Я хотел напугать её и сказать, что навсегда, но она так дышала, что я не стал её пугать.
— Посмотрят там всё и вернутся.
Я думал, что она уйдёт после этого, но она стояла и смотрела на помойное ведро, которое было у нас засунуто между дверьми и из которого немного воняло — я всё забывал его вынести. Я тогда качнул большой железный крючок, которым запираю дверь на ночь, когда отца нет, думал, она сообразит, что пора выметаться. Но она привязалась:
— А ты почему не пошёл?
— Так… Не хотелось! — сказал я. Что ещё ответишь на такой дурацкий вопрос?
Тут Кириллова мать попрощалась и ушла. Я стал дотирать сковороду хлебом, как вдруг опять звонок. Открываю — опять Кириллова мать.
— Послушай, — говорит, — я совсем забыла. Мы тебе должны пять рублей за разбитое стекло. Вот возьми.
— Ничего вы мне не должны, — сказал я и качнул крючок.
— Нет, ты возьми, — сказала Кириллова мать и стала совать мне деньги.
Я отпирался, и получилась небольшая возня в дверях. От этой возни проснулся отец. Он вышел на кухню босой, без пиджака и смотрел, как мы пихаемся.
— Что это? — спросил отец.
Тут Кириллова мать обрадовалась и протиснулась через двери в кухню.
— Кирилл стёкла разбил, а Алёша принял вину на себя, — стала она объяснять отцу, но тот ничего не понимал, а только смотрел на деньги и ждал, когда она даст их.
И как только она протянула эти деньги, он тут же их взял и сказал:
— Раз заработал, отказываться грех.
— Вот именно! — сказала Кириллова мать и ушла.
Я так саданул по крючку, что он взвился и с грохотом шарахнулся об ящик с инструментами, что торчал между дверьми.
— Чего ты деньги схватил? — крикнул я. — Обрадовался, что принесли? Ты их за что взял? Это что за деньги?
— Деньги как деньги, — сказал отец и стал натягивать грязные туфли на босую ногу.
— Нет, не как деньги!
Я орал, из себя выходил, а ему хоть бы что. Он спокойно одевался. Я схватил его пальто с вешалки и сказал:
— Никуда ты не пойдёшь. Ложись спать.
Тогда он сказал:
— Сынок! — и улыбнулся.
Я отдал ему пальто. Терпеть не могу, когда он вот так улыбается.

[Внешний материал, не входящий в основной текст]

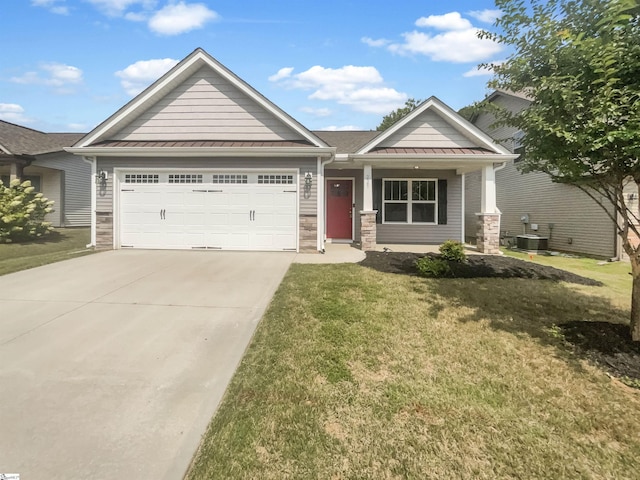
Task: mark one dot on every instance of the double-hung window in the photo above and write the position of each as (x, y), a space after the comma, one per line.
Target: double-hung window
(409, 200)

Отец ушёл. Я посидел на табуретке в кухне, а потом решил посмотреть, что там за инструмент лежит в ящике между дверьми. Достал ящик, поднял крышку: там доверху было набито всяких гвоздей, плоскогубцев, молотков разных размеров, стамесочка и даже старый заржавленный паяльник с отрезанным проводом. Отец, наверное, забыл про этот ящик. Я расстелил на кухонном столе бумагу и высыпал на неё всё из ящика. Ящик вытер мокрой тряпкой и положил туда чистую бумагу.
Я провозился довольно долго и даже забыл про съёмку. Когда вспомнил, времени уже было в обрез. Только-только. Я прикрыл ящик газетой, ссыпал в неё остатки, которые не успел разобрать, и поставил ящик на место, чтобы отец его не заметил.
Но, видно, я поставил плохо. Не так, как он стоял раньше. На другой день я не спохватился, а через день, когда заглянул между дверьми, ящика уже не было.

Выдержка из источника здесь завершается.